5 Need-to-Know Items as You Approach Retirement From a Holistic Financial Planner
If you’re 10 years out from when you expect to retire, then now is the time to get serious about a retirement plan.
No matter what stage you’re in, there’s never a bad time to take responsibility for your financial destiny. However, a decade away from retirement should signify to pre-retirees that it’s really time to get a comprehensive plan if you want to enjoy retirement.
In recent years, retirement planning has received plenty of attention. In 2011, the first of the baby boomers reached what used to be known as retirement age. That kicked off an 18-year run for boomers, who’ll be turning 65 at a rate of about 10,000 a day.
Despite the attention, there are plenty of important details that most pre-retirees are likely to miss.
Four Important Buckets for Your Money and Assets
The first bucket includes liquidity for emergency funds, involving products like money markets, CDs and savings. The second bucket is lifetime, contractually guaranteed income that you can never outlive. That entails pensions, social security, and hybrid annuities. Long-term growth is the third bucket and that is where we get capital appreciation through investments such as stocks, bonds, ETFs and principle protected notes. Finally, there’s the legacy bucket, which focuses on estate planning, charitable and tax planning, long-term care planning, as well as inheritance and passing assets to our loved ones.

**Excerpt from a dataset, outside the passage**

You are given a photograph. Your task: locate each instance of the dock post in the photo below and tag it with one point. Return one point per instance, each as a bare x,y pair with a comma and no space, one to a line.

You don’t need to know all of the ins and outs of these buckets. Understanding these buckets, however, will put you on the right path.
Most Financial Professionals Meet a Minimal Standard
Brokers and advisors who operate under the suitability standard rather than a fiduciary standard carry products from companies they represent. Under the law, these brokers are only responsible for doing what is “suitable” for clients, or what is “good enough,” but that doesn’t mean “optimal.” Approximately 85 percent of financial professionals meet this minimal requirement, as reported on PBS Frontline. Only 15 percent of financial professionals meet the fiduciary standard, which, under law, requires the “very best” advice to clients.

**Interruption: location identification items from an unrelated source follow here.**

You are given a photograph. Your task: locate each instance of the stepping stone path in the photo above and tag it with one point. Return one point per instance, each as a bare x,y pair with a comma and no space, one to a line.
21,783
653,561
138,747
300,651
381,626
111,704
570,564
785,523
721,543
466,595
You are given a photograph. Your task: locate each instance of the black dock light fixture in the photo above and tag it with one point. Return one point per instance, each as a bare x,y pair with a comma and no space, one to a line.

Everyone Is Different, so Their Portfolios Should Be, Too
Given that so many advisors meet only the suitability standard, which doesn’t require the very best advice, it may be no surprise that many Americans have a cookie-cutter-style retirement plan. A product that’s great for your neighbor may not be for you. Ask questions. Be curious as to whether your products are really best for you.
Beware of Hidden Fees
Mutual funds can be two to three times more costly than advertised and often carry front-end and back-end loads of charges. Variable annuities are considered one of the most expensive risk-type vehicles an investor can own today. According to a 2012 study from the research firm Demos, the average American household will lose approximately $155,000, or 30 percent, of what they would have otherwise saved, to money managers of their 401(k) funds.
Dying Costs Money
Simply having a will in place will not protect you from probate and unnecessary taxation to dollars you want to pass on to your loved ones. Often, an estate plan doesn’t “sync up” with an individual’s portfolio properly, which leads to large legal problems for loved ones in the time of loss. Asset protection is one of the most important measures in getting your money to where you want it to go after death. Don’t have an ex-spouse successfully claim your hard-earned money, which you’d intended go to your children.